As for Frick, who died in 1979, Savigneau had to rely largely on recollections by Maine neighbors of a couple that kept its affairs to itself, on those of friends who visited from France, and on cryptic and perhaps not altogether trustworthy conversations with Yourcenar in the last three years of her life. Principally she used Frick’s daybook, a terse, prosaic daily record of their domestic and literary activities.

From these partial sources and a heavy dose of deductive reasoning, Savigneau weaves a highly colored tapestry of shifting battles of power and weakness, attachment and resentment.
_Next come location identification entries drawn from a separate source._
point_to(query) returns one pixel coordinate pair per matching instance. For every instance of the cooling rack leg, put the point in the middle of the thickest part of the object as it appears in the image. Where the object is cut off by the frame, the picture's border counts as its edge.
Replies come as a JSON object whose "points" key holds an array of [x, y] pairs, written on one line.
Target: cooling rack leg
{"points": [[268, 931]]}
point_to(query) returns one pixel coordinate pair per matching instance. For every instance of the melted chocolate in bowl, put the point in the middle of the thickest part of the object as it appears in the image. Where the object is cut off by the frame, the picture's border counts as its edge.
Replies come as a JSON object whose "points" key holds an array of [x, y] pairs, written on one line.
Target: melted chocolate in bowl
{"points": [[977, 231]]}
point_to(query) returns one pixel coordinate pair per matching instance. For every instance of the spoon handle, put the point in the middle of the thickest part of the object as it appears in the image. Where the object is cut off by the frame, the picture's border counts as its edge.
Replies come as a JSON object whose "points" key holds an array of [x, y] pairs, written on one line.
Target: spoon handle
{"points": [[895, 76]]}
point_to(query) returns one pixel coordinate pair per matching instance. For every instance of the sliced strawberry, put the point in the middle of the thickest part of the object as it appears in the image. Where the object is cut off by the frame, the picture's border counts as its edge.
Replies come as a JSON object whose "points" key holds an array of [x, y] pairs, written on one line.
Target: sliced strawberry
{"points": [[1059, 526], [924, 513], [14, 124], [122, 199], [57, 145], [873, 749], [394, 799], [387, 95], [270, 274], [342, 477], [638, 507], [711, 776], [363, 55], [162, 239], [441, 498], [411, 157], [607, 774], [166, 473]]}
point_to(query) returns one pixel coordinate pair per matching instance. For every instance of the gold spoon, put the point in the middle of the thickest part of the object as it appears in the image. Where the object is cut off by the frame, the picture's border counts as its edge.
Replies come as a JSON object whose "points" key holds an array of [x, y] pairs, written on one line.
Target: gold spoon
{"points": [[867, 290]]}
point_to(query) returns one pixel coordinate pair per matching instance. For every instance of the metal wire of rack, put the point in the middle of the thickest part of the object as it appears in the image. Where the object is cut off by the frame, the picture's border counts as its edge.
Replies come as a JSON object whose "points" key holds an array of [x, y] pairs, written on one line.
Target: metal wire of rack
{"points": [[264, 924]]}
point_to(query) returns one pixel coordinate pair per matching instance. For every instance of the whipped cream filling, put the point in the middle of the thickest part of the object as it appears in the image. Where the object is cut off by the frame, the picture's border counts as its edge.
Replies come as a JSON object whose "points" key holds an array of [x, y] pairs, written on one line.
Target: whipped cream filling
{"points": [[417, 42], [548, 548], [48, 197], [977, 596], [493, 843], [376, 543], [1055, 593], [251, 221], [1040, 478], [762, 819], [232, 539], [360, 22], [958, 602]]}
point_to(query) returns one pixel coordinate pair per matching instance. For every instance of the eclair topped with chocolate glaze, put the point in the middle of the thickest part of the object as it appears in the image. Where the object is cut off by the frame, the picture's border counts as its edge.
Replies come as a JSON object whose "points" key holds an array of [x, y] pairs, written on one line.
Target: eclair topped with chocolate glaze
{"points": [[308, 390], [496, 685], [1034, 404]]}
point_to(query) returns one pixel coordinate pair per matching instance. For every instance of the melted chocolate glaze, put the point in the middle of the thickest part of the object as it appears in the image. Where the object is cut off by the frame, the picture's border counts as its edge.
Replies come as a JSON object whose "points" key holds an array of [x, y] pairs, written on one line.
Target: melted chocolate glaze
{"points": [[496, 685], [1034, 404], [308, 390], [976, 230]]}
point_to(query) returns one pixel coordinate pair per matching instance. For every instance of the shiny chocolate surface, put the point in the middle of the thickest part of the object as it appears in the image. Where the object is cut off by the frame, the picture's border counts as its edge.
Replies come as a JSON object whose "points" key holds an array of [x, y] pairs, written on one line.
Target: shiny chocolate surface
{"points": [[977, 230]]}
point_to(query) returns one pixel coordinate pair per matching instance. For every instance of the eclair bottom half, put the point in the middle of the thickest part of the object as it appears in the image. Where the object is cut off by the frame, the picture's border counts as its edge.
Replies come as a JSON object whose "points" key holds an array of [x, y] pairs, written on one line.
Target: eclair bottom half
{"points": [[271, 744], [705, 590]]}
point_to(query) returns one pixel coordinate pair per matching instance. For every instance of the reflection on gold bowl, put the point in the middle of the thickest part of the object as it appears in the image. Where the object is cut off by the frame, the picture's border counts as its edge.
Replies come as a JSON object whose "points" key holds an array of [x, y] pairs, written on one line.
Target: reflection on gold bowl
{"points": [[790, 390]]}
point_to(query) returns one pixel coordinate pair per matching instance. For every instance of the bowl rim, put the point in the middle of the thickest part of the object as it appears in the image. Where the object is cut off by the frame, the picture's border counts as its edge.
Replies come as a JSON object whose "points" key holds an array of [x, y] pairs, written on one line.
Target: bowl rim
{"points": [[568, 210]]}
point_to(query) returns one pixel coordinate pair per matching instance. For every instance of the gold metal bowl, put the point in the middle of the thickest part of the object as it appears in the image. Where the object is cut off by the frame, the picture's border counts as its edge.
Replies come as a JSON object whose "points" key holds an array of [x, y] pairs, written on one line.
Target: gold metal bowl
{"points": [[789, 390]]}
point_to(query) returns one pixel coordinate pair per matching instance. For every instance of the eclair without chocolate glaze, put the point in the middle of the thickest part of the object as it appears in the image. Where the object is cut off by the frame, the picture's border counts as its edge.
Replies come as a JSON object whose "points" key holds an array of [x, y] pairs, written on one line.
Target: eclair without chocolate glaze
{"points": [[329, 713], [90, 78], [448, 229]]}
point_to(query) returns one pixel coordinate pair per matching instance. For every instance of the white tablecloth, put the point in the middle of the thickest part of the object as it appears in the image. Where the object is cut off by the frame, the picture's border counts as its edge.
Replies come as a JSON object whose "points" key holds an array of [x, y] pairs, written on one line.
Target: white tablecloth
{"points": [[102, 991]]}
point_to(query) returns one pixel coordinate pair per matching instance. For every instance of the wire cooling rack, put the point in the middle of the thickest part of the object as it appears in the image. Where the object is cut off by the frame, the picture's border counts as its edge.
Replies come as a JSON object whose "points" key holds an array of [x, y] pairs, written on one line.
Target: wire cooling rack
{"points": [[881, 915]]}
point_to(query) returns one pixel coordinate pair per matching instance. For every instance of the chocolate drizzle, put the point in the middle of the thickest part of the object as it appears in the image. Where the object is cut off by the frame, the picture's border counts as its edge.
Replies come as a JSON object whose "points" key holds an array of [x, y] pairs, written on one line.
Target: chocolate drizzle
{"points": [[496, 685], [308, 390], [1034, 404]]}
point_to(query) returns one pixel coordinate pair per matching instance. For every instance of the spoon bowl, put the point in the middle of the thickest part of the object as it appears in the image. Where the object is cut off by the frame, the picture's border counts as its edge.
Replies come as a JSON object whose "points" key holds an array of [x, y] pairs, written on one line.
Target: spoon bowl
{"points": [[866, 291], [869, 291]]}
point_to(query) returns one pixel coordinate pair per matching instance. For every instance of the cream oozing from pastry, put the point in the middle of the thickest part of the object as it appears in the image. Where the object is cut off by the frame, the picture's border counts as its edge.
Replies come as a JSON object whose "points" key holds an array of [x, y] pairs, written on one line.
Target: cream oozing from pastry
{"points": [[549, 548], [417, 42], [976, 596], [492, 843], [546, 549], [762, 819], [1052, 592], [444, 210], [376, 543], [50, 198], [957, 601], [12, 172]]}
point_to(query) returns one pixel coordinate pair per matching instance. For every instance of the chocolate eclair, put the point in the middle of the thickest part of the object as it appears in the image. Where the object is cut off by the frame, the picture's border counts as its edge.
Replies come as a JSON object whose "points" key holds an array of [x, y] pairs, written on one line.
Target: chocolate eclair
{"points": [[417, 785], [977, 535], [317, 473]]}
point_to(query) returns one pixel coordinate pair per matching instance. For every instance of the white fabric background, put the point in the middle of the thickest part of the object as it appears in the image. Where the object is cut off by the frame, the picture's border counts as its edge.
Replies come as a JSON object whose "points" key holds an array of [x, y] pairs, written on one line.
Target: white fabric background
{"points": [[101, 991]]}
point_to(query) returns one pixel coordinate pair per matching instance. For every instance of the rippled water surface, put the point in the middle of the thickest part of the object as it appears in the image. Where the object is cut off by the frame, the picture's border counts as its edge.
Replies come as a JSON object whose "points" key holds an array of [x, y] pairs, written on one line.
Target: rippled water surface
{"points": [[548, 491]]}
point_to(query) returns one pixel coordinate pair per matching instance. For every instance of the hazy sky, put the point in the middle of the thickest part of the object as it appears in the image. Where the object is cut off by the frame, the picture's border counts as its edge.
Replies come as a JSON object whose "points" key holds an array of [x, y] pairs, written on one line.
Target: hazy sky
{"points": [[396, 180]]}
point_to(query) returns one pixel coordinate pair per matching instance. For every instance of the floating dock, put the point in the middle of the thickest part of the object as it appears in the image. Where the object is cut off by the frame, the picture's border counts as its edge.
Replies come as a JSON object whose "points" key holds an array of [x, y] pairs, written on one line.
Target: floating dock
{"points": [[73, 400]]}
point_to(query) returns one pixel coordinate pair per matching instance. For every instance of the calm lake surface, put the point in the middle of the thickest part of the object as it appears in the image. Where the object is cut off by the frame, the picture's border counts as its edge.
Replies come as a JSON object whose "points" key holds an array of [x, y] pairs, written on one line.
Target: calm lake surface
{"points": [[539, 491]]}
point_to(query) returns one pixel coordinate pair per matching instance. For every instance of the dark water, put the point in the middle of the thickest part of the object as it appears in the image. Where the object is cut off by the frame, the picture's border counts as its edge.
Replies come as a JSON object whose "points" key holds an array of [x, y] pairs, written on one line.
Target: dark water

French biographers abhor a vacuum quite as much as nature does, and when they fall into cant it is the cant of a priori psychologizing.

The couple met in Paris in 1937 when both were 34. Yourcenar had already published two of her early successes, “Alexis” and “A Coin in Nine Hands.” With the enthusiastic backing of the critic Edmond Jaloux, she was becoming well-known in French literary circles, though her wider fame and success would await the publication of “Hadrian’s Memoirs” in the 1950s.

The war and Frick’s invitation brought Yourcenar to the United States; first to Hartford for 10 years, and then to Mount Desert Island, Maine, where they took up permanent residence. Yourcenar found herself stranded in a dull town, exiled from her language and her literary world, virtually unable to write and desperately poor.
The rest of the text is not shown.